Crossover, Tarpon 100
I am still paying the Crossover off on layaway (the only way I can afford to buy). I am a little concerned about its stability as well, since the reviewers have said it is pretty stable but easy to roll. I’ve heard that like my Prijon Yukon, its great for getting through downriver stuff, but not good for playing at all, but that is not my purpose - I just want to get through stuff without a problem so I can fish. Fortunately my home river is the Schuylkill and its very tame in most places. So my comparison will be with my Yukon which is a very stable boat and great for rivers, but needs a rudder which I have.

My reason for buying a Crossover over a Blackwater was tougher plastic, better maneuverability and the price I got on a leftover was right in line with a new blackwater, so I think I got a little more for my money, though the Blackwater is probably more forgiving of mistakes.

I’ll be putting a review of the Crossover on sometime in the Spring when things warm up, and I’ve had a few paddles under my belt. Its interesting how different hull shapes and designs handle the same conditions.

I took my Tourer out on the river this summer and it was a real dog, not enough maneuverability to get into a good casting position in faster water. Take the same boat out on a big lake or the Chesapeake Bay though, and it excells. The Tourer is just over 15 feet, and the Yukon at just a half a foot shorter is a great river boat, highly maneuverable and easy to get into tighter spots despite the length.

As far as the Tarpon 100 goes, I’ve heard over at KFS that several guys in the mid and high 200’s and one at 300 even, find it more than accomodating at their weight range. Its one I’m seriously looking at for down the road.

Blackwater and Tarpon
Thanks for information on the Crossover. I don’t check the reviews real often, but I’d sure love to hear about the Crossover once you caught some fish from it. If you wouldn’t mind too much, please put up a post here in the fishing forum to check out the review.

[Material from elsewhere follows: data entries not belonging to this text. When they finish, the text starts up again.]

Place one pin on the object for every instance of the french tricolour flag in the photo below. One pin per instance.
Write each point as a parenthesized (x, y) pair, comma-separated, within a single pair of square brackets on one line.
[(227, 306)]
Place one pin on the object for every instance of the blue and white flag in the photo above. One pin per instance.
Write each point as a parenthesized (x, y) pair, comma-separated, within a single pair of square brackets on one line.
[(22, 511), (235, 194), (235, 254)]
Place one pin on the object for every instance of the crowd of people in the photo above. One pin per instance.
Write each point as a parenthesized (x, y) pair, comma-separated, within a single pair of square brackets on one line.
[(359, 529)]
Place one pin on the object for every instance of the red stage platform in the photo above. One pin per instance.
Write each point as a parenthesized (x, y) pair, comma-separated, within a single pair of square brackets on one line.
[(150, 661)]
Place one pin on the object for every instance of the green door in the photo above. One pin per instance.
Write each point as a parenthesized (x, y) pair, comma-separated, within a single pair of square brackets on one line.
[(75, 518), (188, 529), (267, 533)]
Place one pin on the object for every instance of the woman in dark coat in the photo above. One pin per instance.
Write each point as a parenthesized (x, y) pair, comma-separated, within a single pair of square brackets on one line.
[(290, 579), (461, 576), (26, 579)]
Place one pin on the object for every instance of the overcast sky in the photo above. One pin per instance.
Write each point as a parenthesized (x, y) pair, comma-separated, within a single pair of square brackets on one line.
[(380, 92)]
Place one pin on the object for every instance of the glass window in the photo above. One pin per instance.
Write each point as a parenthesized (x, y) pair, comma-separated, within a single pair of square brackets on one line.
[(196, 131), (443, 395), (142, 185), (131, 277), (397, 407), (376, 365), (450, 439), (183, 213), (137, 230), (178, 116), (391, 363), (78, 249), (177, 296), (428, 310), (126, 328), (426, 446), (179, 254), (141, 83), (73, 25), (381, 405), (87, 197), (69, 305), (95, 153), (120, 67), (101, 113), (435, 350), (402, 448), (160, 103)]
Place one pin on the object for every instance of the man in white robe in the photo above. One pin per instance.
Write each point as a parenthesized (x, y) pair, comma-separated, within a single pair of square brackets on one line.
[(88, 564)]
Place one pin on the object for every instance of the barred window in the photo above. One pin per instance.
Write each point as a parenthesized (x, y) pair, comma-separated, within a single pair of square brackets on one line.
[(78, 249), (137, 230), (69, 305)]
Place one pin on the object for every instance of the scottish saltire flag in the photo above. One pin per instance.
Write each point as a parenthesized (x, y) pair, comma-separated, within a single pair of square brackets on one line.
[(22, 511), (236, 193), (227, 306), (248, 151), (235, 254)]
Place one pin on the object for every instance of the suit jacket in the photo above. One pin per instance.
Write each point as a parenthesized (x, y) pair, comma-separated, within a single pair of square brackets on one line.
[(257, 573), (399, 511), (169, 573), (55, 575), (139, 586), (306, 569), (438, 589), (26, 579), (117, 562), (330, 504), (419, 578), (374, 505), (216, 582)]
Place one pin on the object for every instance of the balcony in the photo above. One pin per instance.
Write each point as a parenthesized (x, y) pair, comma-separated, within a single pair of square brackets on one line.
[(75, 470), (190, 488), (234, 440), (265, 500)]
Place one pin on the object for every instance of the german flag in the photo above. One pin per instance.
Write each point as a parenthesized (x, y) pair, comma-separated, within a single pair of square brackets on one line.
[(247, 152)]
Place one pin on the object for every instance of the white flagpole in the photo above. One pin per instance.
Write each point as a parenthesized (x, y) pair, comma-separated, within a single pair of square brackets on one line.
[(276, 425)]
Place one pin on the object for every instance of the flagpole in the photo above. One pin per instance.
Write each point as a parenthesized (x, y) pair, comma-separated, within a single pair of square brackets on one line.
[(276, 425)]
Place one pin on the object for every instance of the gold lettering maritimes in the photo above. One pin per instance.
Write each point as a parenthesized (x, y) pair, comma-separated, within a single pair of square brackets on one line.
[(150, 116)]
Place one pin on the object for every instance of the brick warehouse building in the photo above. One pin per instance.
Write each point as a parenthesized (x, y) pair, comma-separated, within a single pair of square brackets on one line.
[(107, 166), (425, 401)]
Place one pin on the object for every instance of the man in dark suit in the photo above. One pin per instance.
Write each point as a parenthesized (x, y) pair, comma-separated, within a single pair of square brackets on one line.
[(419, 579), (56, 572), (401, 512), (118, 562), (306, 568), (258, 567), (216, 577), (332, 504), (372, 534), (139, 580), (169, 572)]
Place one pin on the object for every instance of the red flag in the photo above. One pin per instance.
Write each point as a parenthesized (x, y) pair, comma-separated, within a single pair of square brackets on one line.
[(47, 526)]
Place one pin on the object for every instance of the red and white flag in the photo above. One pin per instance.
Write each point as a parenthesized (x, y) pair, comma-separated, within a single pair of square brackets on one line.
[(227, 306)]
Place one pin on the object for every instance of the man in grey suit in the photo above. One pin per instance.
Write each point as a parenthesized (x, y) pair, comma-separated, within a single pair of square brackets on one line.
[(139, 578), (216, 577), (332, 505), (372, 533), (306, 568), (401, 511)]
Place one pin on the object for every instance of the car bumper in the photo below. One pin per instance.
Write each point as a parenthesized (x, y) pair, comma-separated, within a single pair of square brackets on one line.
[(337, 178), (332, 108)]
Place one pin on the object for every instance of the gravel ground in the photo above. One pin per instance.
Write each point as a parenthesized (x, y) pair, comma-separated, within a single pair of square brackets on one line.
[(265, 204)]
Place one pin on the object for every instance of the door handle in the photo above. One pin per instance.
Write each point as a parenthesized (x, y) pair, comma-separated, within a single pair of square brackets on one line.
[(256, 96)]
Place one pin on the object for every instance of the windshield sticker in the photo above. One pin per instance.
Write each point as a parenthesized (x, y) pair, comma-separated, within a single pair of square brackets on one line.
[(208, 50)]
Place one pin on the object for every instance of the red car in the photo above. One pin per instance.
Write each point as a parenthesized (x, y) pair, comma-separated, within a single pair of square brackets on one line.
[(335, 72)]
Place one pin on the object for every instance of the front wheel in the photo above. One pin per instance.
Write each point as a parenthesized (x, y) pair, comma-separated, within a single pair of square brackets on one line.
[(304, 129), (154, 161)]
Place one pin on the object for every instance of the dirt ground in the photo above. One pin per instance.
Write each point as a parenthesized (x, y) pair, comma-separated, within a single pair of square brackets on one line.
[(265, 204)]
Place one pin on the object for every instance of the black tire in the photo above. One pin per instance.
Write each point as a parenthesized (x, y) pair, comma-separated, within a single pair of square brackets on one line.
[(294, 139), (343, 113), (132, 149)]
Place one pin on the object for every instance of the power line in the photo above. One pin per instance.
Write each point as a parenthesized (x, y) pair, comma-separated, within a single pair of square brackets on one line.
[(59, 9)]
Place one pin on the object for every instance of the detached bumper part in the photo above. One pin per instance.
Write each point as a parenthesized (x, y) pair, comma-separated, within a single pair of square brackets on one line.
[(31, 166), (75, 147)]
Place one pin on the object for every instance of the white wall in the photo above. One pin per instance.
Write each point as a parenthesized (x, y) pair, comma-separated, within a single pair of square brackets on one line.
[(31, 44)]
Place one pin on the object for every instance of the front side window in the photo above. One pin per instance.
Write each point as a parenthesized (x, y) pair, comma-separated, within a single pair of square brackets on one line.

As far as the Blackwater, I paddled a 10.5 for a day of river fishing that included a single Class II chute-type rapid with a smallish rooster tail and a lot of real skinny flat water. I loved the maneuverability and was able to steer with posture alone (with the skeg up) through the smaller riffles, a huge advantage for setting up to cast to push water! It handled the Class II no problem at all. Hardly even noticed it. In the skinny water, I had to get out and walk. Without me in it, the boat floated, so I rigged a quick painter to keep it from getting away from me. Others paddled through. I bet the 11.5 would have handled my bulk (~240# at the time) better and floated.

Haven’t paddled a Tarpon 100 (or any Tarpon), but it is just about the most comfortable SOT I’ve ever sat in. Folks whose opinion I regard highly recommend the boat’s performance well, so I guess it’s a matter of fitting. It’s on my list of “some day” purchases too.

  • Big D

Will keep you posted …
on the Crossover. If I’m not thrilled with it I might sell it and get a Tarpon 100 or 120. There is a fabulous deal on a 100 near me but I don’t know how long it will last. Eventually I’m considering going all sit on tops with my kayaks for safety concerns and ease of jumping on and off for wading and flyfishing, etc.

CP ( aka Fishnmusicn )

You may be happier in the long run with
the tarpon 120. Versatile, can manuever in tight spots and has more speed than the 100. Also, more room for gear.